Mr Asdsathai was speaking yesterday after the deadly crash in Tak, which police blamed on possible human error and brake failure.

The accident happened on a downhill stretch between kilometre markers 15 and 16 on the Tak-Mae Sot road around 8.40pm. Four buses were taking local government workers and elderly people to Ubon Ratchathani and Laos for a field trip.

The ill-fated bus, a double-decker, was the last in the convoy.

Pol Col Man Rattanapratheep, chief of Mae Tor police in Muang district of Tak, said the driver, Thammanoon Kadpo, was not familiar with the road, having driven the route only three or four times.

The driver lost control of the bus, which crashed through the concrete barrier and fell into a 150m-deep ravine, Pol Capt Sittichai Panyasong of Mae Tho district in Tak province said.

Permanent secretary for Public Health Narong Sahametapat said 29 people on the bus were killed, 24 of whom died at the scene and the others later in hospital. Seven were males and 22 were females.

Twenty-three bus passengers were injured and are being treated at Somdet Phra Taksin Maharat Hospital and Buddha Chinarat Hospital in neighbouring Phitsanulok.

The injured suffered mostly from broken legs and arms.
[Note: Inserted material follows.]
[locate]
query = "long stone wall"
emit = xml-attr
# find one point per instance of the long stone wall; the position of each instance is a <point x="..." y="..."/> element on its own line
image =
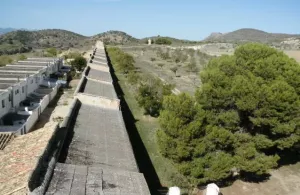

One of them, a woman in her 30s, was in serious condition from a severe head injury. She underwent a surgery at the Buddha Chinarat Hospital and is on life support.

Mr Asdsathai said the double-deckers should operate only on roads which do not involve a drive up and down hills, and the vehicles’ speed should be strictly regulated.

He said the department will assess within three months if bus companies have cooperated and whether road safety has improved.

If not, the department will discuss with the Highways Department the possibility of enforcing a traffic law to ban double-deckers from roads which cut through dangerous terrain.